Tuesday was my first day back at work.  I was up and out of the house at 5:50, before the kids were up.  It was tough.  I would say even tougher than when I went back to work when Mini Muffin was one.  I missed them both terribly... like to the point that I'm seriously questioning whether or not I can actually handle this working mom gig again.  I left work a bit early and booted it across the city to pick up my loves.  Of course they'd both had wonderful days (unlike their guilt ridden mother).  Poor Little Smiling Man though, he really is a bit overwhelmed.  He looked at me, smiled, and then burst into inconsolable tears.  Poor wee mite.

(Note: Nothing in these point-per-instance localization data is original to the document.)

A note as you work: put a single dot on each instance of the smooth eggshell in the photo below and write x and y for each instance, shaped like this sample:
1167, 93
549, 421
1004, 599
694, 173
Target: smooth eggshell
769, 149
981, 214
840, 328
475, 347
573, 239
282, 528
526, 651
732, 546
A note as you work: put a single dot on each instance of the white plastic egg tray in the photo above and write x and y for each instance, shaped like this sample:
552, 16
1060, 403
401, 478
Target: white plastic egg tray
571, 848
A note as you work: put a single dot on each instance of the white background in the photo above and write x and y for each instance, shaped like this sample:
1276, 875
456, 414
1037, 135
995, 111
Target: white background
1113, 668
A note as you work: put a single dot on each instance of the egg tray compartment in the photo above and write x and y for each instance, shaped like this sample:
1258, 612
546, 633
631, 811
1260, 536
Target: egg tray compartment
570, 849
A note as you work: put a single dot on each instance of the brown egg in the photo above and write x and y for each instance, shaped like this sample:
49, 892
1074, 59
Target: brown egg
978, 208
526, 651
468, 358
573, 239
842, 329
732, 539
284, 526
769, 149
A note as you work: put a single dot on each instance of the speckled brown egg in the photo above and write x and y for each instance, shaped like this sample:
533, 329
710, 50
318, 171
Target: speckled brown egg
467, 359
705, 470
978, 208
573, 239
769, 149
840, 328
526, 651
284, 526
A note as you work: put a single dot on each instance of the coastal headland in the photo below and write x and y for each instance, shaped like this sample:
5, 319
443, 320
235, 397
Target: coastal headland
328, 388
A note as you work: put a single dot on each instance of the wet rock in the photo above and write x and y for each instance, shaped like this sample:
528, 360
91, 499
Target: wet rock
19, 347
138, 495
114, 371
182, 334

By bedtime, Little Smiling Man was not smiley in the least, and had a fever.  In the morning it was a bit lower but definitely still there, so I called in and stayed home with him.  It ended up being the right decision since a) he was miserable, and b) his fever had spiked back up by 10am.  He was feverish again at bedtime, and again this morning.  And so, today is my third day of work, and also marks my second day home with a sick baby.  67% absenteeism.  Yikes! 

So, here is the guilt trap I'm stuck in.  When I leave for work, I'm full to overflowing with mommy guilt for leaving Mini Muffin and Little Smiling Man in daycare.  I'm not with them all day long, it's a busy and sometimes stressful environment, some of the kids teach them things we'd rather they not do (like Mini Muffin's new found ability to make herself belch - ugh), and I miss them terribly.  Yet, when I stay home with them I have work guilt, for being home when I'm healthy and capable of working.  I also have guilt that I love these extra stolen moments with the babes; the only reason that these moments are available is because they're sick and I desperately want them to be healthy and happy.

See my problem?  I just cannot win.  Guilt for going to work, and guilt for staying home.  Luckily though, I can see it for what it is, and since there's no winning I might as well just roll with it.  So for today, I am enjoying all of these extra Little Smiling Man cuddles while he gets better, and tomorrow I'll try once again for my second guilt ridden day at work.